There were other topics which came up in the Q&A on which he had salient views:
Cyber security: “Weaponisation of code is the most signification development since the weaponisation of atoms. The difference is weaponisation of code is much easier. Once it is done it can be copied. I have a very dark view – the threat from cyber weapons is closer than that of nuclear weapons.”
The importance of gender equality: “There is a correlation between women on board and economic performance,” he said, citing a study from the Peterson Centre for International Economics.
Economics: “This the the key question,” he said. The problem dynamic is “bounty and spread”. When Instagram was sold to Facebook for $1bn it had only 20 employees. Kodak, which went bust at pretty much the same time, had 120,000 employees.

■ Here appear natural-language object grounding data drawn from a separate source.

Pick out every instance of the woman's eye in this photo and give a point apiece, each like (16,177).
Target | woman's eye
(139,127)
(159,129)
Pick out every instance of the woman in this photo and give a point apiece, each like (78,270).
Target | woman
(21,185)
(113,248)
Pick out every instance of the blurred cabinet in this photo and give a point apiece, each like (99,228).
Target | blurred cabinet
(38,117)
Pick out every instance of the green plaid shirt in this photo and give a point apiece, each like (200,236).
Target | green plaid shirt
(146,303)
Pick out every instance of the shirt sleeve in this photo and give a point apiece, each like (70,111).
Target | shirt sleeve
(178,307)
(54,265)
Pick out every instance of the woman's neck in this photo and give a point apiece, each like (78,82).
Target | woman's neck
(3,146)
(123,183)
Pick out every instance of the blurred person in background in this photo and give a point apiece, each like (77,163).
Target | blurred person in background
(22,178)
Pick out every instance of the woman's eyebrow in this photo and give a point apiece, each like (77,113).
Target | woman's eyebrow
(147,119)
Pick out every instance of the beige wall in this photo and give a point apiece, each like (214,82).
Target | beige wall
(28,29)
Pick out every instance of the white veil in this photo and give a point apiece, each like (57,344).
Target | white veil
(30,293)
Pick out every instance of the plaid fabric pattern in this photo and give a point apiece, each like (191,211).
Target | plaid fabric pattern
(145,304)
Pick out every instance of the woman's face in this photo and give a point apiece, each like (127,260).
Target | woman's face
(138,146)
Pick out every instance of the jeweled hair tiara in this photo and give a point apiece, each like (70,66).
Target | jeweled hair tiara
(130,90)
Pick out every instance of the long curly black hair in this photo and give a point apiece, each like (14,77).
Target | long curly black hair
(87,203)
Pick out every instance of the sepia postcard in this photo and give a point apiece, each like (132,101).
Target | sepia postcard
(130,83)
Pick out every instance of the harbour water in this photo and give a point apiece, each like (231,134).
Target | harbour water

When we create these internet billionaires we have a “corresponding obligation to use the resources of the plutocrats to avoid creating a violent under-privileged underclass”.
R&D: “Those states and societies (like Russia) which have dialed R&D down are saving money in the short term but killing themselves in the long run.” China, he says, is being smart. “They believe they missed out on the commercialisation of the Internet and they are putting a spectacular amount of investment in genomics and clean tech” so they don’t miss out of these coming revolutions.